Sunstein's Dworkin--who is, I think, the Dworkin that has been influential in constitutional theory--is Dworkin-lite, though I intend nothing pejorative by that (think "coca cola lite"--still quite good, but not the "real thing"). It's not quite the real Dworkin, since it obscures from view the counter-intuitive commitments of his conception of the nature of law. But it is the bit of Dworkin that seems most appealing, and helps make sense of one way in which constitutional lawyers and theorists argue.

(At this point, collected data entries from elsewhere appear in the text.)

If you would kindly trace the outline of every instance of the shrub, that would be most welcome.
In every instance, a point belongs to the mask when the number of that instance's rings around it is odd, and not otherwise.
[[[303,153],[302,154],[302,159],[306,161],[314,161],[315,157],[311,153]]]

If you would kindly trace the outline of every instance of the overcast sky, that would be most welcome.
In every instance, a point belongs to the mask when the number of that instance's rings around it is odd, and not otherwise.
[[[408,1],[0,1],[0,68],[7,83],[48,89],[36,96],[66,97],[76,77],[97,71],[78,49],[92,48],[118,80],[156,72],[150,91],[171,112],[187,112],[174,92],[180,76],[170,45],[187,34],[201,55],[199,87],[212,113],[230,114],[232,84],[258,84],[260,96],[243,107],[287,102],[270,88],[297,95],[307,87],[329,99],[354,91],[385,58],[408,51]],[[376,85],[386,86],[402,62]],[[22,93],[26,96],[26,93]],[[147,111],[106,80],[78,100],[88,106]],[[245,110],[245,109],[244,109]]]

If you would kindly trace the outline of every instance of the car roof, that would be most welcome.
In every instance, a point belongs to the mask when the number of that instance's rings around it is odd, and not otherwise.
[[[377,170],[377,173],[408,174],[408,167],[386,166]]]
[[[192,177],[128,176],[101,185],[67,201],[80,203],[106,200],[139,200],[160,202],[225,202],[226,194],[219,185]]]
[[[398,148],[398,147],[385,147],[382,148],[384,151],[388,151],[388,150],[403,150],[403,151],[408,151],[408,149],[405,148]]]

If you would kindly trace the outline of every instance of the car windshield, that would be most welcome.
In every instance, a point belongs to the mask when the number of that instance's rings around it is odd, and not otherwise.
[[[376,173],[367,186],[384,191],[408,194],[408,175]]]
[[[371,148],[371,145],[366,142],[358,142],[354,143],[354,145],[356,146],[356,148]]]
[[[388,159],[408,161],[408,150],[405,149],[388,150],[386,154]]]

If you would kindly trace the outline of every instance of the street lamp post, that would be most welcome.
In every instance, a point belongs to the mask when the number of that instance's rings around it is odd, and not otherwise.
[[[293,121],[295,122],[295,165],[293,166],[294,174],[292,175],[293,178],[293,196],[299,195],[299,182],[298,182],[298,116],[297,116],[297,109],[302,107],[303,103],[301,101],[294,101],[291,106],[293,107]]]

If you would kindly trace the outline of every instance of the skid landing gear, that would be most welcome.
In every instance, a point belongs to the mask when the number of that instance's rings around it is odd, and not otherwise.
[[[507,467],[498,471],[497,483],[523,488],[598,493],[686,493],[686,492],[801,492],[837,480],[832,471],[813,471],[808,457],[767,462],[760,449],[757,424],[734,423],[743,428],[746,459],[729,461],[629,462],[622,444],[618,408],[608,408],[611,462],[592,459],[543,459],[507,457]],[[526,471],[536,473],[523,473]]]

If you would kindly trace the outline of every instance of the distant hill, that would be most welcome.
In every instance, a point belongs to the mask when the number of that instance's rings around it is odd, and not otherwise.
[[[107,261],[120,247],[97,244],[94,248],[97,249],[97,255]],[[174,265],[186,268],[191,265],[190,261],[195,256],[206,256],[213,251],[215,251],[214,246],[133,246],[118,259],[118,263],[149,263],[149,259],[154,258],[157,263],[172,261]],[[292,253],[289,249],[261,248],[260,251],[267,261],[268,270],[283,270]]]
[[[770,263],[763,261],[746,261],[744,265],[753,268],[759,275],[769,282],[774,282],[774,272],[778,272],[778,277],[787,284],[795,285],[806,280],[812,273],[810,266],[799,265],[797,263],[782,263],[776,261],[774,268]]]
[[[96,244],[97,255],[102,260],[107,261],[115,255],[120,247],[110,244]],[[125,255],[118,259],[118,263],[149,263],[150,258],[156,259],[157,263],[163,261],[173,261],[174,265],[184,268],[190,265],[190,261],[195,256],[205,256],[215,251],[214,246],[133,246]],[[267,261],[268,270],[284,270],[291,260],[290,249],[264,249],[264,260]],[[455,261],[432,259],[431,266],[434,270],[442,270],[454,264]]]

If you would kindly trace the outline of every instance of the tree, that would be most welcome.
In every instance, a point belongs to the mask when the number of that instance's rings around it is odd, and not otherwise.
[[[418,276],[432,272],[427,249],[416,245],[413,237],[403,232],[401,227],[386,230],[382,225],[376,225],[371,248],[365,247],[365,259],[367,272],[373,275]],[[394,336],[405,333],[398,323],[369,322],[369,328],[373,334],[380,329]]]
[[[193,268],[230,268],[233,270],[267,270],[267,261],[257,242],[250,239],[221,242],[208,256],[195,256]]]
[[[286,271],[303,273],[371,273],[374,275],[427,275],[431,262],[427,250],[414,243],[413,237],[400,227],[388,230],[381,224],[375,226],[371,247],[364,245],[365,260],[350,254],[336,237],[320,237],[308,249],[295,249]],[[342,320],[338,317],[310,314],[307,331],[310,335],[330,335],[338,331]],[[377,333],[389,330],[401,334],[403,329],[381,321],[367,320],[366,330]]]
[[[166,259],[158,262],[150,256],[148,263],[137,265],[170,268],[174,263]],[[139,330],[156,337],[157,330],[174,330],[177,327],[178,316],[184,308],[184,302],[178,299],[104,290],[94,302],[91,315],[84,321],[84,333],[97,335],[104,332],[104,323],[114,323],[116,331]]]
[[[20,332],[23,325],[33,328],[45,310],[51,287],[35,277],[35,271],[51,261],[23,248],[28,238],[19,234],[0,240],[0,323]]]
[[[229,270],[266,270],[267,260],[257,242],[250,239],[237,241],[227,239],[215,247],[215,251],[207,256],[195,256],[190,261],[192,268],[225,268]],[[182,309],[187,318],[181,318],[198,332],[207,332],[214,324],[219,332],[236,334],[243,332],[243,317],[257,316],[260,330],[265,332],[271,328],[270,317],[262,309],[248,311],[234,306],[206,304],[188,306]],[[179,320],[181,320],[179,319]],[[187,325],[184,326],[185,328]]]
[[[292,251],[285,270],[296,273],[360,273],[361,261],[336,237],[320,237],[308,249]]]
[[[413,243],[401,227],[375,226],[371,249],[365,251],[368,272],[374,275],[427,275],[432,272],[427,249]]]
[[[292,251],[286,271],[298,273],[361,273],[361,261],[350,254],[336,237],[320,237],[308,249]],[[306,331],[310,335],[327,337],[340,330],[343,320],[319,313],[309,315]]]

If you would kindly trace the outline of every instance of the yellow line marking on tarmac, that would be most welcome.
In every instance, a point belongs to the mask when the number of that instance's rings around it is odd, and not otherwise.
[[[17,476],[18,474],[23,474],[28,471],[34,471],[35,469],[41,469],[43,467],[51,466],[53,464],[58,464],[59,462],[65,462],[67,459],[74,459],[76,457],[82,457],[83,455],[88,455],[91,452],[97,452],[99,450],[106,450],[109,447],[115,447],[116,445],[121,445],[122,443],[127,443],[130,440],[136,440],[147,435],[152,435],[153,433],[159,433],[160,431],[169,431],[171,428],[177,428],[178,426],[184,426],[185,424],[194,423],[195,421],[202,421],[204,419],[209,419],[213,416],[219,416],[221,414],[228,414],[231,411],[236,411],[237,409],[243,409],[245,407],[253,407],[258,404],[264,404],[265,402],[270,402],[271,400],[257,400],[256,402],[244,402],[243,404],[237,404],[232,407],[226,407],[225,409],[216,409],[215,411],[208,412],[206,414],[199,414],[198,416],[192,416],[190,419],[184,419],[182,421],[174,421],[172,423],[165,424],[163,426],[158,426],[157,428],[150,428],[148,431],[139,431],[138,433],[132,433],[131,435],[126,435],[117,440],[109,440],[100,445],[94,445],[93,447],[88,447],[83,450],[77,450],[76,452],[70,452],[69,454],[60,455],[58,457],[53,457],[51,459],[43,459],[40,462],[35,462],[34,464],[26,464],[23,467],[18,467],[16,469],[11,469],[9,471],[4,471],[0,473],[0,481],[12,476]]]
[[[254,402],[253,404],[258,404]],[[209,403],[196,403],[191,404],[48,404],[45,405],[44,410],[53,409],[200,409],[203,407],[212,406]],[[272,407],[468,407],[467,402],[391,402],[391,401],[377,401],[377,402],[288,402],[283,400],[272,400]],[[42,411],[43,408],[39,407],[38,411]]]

ADDENDUM: This obituary from The Telegraph is indicative of how Dworkin's own misreadings have influenced the reception of legal positivism; the obituary states: "Hart held that the law is a set of rules based on customs and institutions and that legal deliberation need not take account of considerations of morality or fairness – the province of the legislature." Hart held something like the first bit, but never wrote anything that even suggests "that legal deliberation need not take account of considerations of morality or fairness," let alone that those were "the province of the legislature." It's really quite extraordinary that such basic features of Hart's views should be so consistently misrepresented, and I fear some of the blame for that does go to Dworkin.
ANOTHER: Is Dworkin "the most important" legal philosopher of the last century, as Professor Sunstein suggests he might be? I think the comments of John Gardner, who succeeded Dworkin as the Professor of Jurisprudence at Oxford, are closer to the mark: "There are several contenders for the title of greatest philosopher of law of the late twentieth century. But nobody rivals Ronald Dworkin for the titles of most innovative and most provocative." I assume Professor Gardner, in referring to the "late twentieth century," is also thinking of Joseph Raz and John Finnis. If we take the long view of the whole last century, and in a global rather than American perspective, I think it would be hard to find any legal philosophers who rival H.L.A. Hart or Hans Kelsen for the depth and breadth of their jurisprudential corpus and influence.